These values are propagated to SkyPilot at launch time, which will be used for setting up the base container on the cluster.
There are two approaches to providing this information:
Creating a runhouse Secret as follows, and pass it to the Image along with the Docker image above.
values = { "username": <user>, "password": <password>, "server": <server>, } docker_secret = rh.provider_secret("docker", values=values)
base_image = rh.Image("base_image").from_docker( "pytorch-training:2.2.0-cpu-py310-ubuntu20.04-ec2", docker_secret=docker_secret )
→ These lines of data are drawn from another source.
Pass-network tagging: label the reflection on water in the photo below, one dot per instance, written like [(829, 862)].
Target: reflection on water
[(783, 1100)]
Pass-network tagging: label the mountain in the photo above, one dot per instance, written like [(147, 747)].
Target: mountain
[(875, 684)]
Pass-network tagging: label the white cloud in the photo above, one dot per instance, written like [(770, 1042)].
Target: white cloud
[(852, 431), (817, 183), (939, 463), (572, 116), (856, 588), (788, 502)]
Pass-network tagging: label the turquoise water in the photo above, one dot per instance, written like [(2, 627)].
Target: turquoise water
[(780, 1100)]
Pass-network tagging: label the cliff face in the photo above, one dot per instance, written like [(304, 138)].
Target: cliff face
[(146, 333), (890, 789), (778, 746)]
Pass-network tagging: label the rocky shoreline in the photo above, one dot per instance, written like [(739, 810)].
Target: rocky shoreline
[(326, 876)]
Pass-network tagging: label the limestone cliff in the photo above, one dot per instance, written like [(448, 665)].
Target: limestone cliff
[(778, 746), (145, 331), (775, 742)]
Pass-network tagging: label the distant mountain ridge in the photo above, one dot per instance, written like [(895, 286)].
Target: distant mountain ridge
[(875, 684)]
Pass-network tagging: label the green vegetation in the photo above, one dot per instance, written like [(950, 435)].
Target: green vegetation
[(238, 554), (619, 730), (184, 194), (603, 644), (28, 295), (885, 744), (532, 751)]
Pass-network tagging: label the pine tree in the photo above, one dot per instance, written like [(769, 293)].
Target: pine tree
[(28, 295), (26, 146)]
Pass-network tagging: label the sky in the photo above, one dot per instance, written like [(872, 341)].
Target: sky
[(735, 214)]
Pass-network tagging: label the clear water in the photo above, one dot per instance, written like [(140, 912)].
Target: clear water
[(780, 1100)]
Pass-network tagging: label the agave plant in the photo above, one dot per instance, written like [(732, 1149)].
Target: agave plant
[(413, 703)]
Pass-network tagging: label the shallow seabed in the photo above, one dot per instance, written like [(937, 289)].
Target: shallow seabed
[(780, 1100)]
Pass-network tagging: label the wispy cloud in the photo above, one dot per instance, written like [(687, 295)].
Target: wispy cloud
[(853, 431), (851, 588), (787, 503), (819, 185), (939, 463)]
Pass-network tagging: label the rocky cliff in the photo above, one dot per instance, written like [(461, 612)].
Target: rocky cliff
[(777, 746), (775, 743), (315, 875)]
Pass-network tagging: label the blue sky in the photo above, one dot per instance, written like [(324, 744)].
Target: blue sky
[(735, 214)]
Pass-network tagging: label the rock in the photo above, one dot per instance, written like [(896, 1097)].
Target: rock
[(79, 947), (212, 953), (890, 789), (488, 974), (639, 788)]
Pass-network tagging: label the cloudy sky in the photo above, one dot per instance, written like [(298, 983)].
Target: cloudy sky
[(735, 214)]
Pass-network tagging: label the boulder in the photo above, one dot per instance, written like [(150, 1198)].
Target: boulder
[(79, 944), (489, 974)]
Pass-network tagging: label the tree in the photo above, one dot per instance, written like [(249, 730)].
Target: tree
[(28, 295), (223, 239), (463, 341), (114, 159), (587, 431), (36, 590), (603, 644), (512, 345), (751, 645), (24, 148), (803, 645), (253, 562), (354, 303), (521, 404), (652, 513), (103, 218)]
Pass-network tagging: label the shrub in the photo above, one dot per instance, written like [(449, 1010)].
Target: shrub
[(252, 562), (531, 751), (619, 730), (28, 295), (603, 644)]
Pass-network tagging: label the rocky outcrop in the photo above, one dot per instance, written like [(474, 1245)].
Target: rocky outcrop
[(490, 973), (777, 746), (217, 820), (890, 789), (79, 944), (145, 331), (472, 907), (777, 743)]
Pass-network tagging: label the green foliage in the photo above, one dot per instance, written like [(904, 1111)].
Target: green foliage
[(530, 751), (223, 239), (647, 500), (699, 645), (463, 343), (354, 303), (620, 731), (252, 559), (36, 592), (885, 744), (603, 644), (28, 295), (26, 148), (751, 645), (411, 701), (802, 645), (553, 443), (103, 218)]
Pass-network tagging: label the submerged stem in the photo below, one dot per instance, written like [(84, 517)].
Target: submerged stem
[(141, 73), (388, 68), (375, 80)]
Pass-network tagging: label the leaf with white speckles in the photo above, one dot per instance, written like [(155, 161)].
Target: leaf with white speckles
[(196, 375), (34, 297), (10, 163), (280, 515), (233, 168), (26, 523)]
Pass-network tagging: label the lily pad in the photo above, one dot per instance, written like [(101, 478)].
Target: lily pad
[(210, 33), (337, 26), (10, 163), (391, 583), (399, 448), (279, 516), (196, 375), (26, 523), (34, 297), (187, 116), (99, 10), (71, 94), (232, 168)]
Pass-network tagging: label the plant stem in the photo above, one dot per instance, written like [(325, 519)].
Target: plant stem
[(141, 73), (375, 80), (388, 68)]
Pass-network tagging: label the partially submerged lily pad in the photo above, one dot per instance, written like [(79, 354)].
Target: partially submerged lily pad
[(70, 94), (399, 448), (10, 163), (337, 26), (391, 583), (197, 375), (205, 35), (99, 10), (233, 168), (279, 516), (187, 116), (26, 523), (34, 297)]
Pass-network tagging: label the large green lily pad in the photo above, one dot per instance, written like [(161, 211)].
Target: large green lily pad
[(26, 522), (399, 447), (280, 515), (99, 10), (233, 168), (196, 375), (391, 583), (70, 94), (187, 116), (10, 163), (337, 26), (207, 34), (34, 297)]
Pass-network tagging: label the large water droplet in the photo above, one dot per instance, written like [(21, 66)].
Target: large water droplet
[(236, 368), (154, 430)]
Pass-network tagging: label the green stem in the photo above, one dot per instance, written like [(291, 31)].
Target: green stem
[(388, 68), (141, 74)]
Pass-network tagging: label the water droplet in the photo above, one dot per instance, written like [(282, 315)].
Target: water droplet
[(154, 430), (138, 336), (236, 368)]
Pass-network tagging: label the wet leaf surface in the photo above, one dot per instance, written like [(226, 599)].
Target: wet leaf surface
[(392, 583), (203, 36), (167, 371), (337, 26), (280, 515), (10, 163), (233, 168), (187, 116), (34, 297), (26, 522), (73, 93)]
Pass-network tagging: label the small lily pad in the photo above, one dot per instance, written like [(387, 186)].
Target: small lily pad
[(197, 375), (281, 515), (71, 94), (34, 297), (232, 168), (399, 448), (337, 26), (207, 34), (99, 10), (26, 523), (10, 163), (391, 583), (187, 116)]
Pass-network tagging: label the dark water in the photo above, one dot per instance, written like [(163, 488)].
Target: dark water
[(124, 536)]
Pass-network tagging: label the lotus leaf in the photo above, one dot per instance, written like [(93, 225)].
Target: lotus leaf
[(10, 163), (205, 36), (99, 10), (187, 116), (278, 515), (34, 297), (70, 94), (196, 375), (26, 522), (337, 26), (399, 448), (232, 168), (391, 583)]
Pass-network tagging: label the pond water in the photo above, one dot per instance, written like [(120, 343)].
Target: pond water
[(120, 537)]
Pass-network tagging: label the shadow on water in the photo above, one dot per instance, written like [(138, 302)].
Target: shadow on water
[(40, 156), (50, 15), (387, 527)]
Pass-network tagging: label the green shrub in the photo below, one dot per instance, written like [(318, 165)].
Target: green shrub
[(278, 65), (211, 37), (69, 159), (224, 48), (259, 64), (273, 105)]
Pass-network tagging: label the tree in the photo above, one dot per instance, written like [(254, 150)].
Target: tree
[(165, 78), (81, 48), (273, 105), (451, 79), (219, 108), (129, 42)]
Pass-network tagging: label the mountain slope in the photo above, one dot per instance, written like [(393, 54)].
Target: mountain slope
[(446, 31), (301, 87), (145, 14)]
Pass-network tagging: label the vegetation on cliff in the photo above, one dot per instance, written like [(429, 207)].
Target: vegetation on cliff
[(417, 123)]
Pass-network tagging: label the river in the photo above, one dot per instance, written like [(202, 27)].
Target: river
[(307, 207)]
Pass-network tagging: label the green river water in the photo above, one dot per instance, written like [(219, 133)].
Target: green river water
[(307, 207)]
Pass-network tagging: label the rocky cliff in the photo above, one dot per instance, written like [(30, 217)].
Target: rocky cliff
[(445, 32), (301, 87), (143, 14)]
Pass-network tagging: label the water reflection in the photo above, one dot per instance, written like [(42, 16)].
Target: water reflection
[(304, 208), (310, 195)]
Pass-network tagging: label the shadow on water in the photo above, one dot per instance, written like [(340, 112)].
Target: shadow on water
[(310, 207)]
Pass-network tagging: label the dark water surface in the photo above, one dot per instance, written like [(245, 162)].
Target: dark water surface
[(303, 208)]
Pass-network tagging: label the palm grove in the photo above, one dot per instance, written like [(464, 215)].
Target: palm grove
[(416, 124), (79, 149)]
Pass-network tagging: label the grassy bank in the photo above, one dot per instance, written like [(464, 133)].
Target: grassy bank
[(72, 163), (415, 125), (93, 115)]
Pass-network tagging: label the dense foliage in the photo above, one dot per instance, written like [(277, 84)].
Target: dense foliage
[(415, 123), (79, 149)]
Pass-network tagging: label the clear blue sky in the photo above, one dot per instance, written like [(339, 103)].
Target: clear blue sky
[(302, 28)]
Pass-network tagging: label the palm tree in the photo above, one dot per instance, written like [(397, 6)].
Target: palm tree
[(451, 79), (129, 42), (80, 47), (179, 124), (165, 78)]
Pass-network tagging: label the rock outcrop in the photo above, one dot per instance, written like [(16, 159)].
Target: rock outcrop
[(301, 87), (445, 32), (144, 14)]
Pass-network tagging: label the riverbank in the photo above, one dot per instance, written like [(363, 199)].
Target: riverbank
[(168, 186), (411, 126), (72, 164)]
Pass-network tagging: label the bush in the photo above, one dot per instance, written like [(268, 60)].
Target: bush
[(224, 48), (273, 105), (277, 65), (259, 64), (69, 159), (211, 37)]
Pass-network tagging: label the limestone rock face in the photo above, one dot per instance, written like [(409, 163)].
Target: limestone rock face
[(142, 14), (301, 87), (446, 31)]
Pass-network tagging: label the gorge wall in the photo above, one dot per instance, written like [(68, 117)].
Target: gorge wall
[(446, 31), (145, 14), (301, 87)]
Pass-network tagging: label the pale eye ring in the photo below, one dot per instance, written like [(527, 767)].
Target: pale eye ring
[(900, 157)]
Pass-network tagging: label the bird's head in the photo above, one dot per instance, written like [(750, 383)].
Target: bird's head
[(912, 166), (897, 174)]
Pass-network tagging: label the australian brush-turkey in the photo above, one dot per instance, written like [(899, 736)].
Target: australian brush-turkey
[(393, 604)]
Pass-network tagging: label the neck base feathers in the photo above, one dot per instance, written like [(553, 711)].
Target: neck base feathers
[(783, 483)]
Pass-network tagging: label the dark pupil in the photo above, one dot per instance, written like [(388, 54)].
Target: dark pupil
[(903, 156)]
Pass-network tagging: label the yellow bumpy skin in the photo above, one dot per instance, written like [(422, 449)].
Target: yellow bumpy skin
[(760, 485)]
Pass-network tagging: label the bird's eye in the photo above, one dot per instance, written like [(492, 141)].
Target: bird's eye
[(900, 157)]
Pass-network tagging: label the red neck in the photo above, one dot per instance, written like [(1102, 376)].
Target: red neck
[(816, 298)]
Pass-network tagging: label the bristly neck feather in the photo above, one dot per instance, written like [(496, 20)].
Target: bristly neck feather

Directly set your local environment variables, as expected by and extracted by Skypilot during launch time. In this case, you do not need to specify the secret during the runhouse Image construction.
SKYPILOT_DOCKER_USERNAME
: <user>
SKYPILOT_DOCKER_PASSWORD
: <password>
SKYPILOT_DOCKER_SERVER
: <registry server>
For instance, to use the PyTorch2.2 ECR Framework provided here, you can set your environment variables as so:
$ export SKYPILOT_DOCKER_USERNAME=AWS $ export SKYPILOT_DOCKER_PASSWORD=$(aws ecr get-login-password --region us-east-1) $ export SKYPILOT_DOCKER_SERVER=763104351884.dkr.ecr.us-east-1.amazonaws.com
base_image = rh.Image("base_image").from_docker("pytorch-training:2.2.0-cpu-py310-ubuntu20.04-ec2")
In either case, we can then construct the cluster with the image as follows:
ecr_cluster = rh.ondemand_cluster( name="ecr_pytorch_cluster", image_id=base_image, instance_type="CPU:2+", provider="aws", )
You can then launch the docker cluster with ecr_cluster.up()
. If for
any reason the docker pull fails on the cluster (for instance, due to
incorrect credentials or permission error), you must first teardown the
cluster with ecr_cluster.teardown()
or
sky stop ecr_pytorch_cluster
in CLI before re-launching the cluster
with new credentials in order for them to propagate through.
To SSH directly onto the container, where the Runhouse server is
started, you can use runhouse cluster ssh <cluster_name>
.
By default, the remote Docker container, which is set up through
Skypilot, will be named sky_container
, and the user will be
root
.